NCDC Releases August 2012 U.S. Monthly Climate Report

Credit: NOAA

According to NOAA scientists, the average temperature for the contiguous United States during August was 74.4°F, 1.6°F above the long-term average, marking the 16th warmest August on record. The warmer than average August, in combination with the hottest July and a warmer than average June, contributed to the third hottest summer on record since recordkeeping began in 1895.

Higher-than-average temperatures occurred across much of the West. Nevada tied August 1934 as its warmest August on record, with a statewide temperature 4.0°F above average. Six additional states across the region had August temperatures ranking among their ten warmest. Much of the Northeast was also warmer than average, where five states from Maine to Delaware had monthly temperatures among their ten warmest.

Drier-than-average conditions stretched from the Pacific Northwest, through the Rockies, and into the Upper Midwest. Nebraska, Washington, and Wyoming each had their driest August on record. Colorado, Idaho, and Oregon each had a top ten dry August.

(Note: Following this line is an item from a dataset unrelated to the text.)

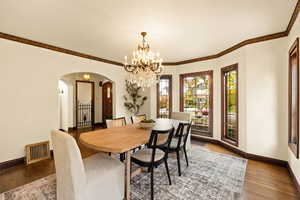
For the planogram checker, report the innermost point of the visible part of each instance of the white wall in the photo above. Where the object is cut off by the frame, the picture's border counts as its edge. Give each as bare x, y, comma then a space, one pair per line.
30, 107
295, 32
63, 105
264, 93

Hurricane Isaac made landfall along Louisiana’s coast on August 28 with maximum sustained winds of 80 mph. The major impacts from the hurricane were storm surge along the Gulf Coast and heavy rainfall, both of which were driven partially by the storm’s slow motion and large size. Isaac contributed to Louisiana and Mississippi’s second wettest August on record, as well as Florida’s fourth wettest and Alabama’s eighth wettest. The storm also provided some relief to drought-stricken areas of the Midwest.

According to the U.S. Drought Monitor update on August 28, 2012 (the day Hurricane Isaac made landfall), 62.9 percent of the contiguous U.S. was experiencing moderate-to-exceptional drought, the same as the end of July. The percent area of the Nation experiencing the worst drought category, exceptional drought, doubled from 3 percent of the contiguous United States at the end of July to 6 percent at the end of August.

According to the Palmer Drought Index, which goes back to the beginning of the 20th century, 55.1 percent of the contiguous United States was in moderate to extreme drought in August, a decrease of about 3 percent compared to the previous month. The percent of the country in severe to extreme drought increased to 39.0 percent, indicating that the drought has intensified. The 2012 values have been exceeded only by the droughts of the 1930s and 1950s.

This monthly analysis (summary, full report) from NOAA's National Climatic Data Center is part of the suite of climate services NOAA provides government, business, and community leaders so they can make informed decisions.